Daily: Endurance roll; less than 13 worsen, 13 to 18 maintain, more than 18 improve

+2: become permanently immune to the effects of Ancient Mold
+1: Recover from initial effects, a sore throat but nothing to worry about
Initial: feel slightly unwell, lose 1 healing surge
-1: feel tired. Become Slowed.
-2: whole body becomes incredibly sore. Weakened.
[/sblock]

[sblock=Crowd Control]
_credit to Mesh Hong_
Efficiency is always key in public institutions. An inspection was recently undertaken by the prison governors and amongst other observations it was noted that the prisoners all seemed too well fed. Surely there could be great savings to be made by changing the diet of the inmates, after all it isn’t a holiday camp they are running. 

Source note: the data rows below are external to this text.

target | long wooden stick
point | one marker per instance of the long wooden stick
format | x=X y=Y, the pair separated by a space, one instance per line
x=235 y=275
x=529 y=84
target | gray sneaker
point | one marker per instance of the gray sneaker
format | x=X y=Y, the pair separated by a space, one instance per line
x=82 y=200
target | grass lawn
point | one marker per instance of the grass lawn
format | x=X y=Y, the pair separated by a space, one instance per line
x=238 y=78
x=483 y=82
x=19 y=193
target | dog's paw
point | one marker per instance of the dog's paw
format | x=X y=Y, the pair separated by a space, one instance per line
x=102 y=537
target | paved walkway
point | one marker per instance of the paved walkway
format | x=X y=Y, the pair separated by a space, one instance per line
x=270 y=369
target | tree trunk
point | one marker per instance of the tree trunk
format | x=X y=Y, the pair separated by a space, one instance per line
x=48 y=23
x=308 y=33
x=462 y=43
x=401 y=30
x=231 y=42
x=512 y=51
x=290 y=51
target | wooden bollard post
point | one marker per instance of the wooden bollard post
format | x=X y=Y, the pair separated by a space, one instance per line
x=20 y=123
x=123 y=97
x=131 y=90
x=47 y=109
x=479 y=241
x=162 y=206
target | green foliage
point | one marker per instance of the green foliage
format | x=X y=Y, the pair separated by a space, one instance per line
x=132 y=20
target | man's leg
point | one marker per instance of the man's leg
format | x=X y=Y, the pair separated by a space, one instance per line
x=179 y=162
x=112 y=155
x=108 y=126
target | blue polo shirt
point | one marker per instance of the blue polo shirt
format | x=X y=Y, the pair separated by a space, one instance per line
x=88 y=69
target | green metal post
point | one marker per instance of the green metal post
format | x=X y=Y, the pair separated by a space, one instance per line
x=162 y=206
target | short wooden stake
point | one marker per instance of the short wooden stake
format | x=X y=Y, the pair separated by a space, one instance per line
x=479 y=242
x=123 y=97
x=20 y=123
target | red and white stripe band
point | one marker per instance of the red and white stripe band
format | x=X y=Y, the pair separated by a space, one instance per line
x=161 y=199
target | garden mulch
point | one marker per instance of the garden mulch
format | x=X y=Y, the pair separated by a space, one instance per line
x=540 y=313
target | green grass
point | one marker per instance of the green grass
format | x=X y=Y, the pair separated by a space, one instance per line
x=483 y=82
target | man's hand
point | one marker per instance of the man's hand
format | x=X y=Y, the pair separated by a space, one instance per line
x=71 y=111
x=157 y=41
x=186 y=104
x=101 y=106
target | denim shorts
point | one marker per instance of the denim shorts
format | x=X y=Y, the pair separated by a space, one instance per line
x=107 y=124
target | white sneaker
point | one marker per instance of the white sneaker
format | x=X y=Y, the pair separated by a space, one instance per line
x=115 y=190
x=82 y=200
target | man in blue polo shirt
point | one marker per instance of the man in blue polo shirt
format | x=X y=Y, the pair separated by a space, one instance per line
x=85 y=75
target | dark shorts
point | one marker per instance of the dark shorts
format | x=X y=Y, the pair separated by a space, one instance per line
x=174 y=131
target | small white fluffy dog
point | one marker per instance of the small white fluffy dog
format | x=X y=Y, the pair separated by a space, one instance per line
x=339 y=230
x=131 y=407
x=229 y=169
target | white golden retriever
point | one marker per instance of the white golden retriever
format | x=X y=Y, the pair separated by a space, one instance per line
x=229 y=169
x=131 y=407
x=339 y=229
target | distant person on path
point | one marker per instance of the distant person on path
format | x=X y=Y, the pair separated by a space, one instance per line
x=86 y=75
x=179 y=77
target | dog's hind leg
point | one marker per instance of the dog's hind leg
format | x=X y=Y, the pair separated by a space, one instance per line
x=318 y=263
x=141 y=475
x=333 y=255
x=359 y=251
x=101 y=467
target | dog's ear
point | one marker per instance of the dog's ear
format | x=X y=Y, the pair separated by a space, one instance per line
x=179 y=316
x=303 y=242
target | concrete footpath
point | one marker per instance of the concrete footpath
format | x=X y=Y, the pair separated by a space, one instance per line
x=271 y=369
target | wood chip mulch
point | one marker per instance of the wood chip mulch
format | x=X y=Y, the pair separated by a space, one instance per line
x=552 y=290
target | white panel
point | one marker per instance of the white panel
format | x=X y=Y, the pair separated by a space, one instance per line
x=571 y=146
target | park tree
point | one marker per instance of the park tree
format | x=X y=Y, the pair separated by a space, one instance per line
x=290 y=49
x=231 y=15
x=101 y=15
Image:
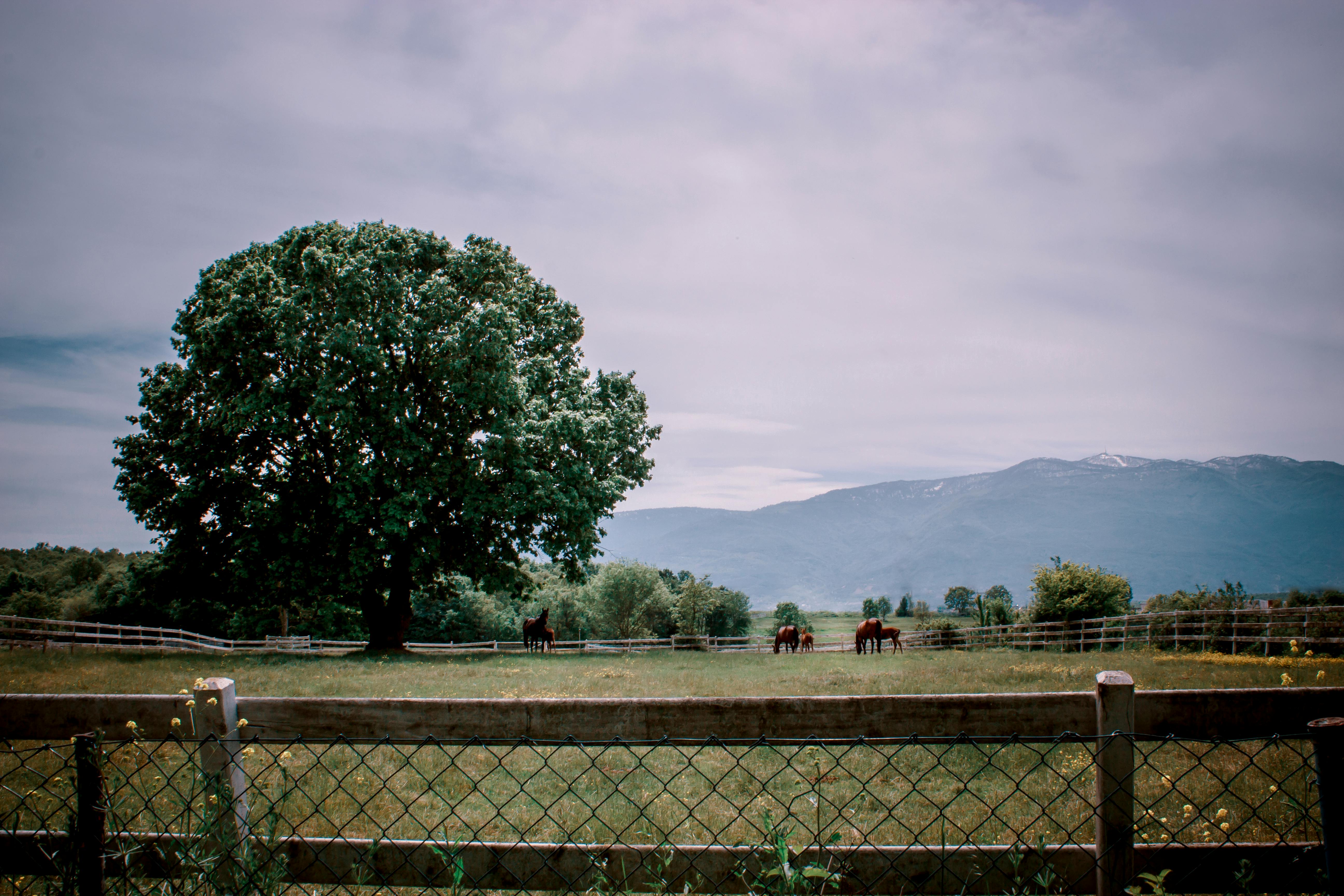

It was also decided that extra food rations could be earned through good behaviour or by special duty. Incentivising the inmates through food would encourage them to reform and start taking the necessary steps back to becoming proper decent citizens again.

A special dietician, Regina Tallbrook, was employed to work with the existing kitchen staff. The menu was radically altered and the Head Warden started working on the incentives plan.

Regina has a simple recipe for making food stretch further. Take your standard low grade gruel and add plenty of sawdust and other fibrous waste to really bulk it out and add body, then a sprinkling of her secret alchemical additive to take away the nasty aftertaste and its ready for serving. To add a special something as a treat or privilege she has a supply of reclaimed and reconstituted meat fragments that can be fried in her extra special alchemical additive, which really adds a certain chewy charm to the meal. For those really deserving she also bakes a hearty grit bread, with genuine grit bulking out the flour, which will really fills you up.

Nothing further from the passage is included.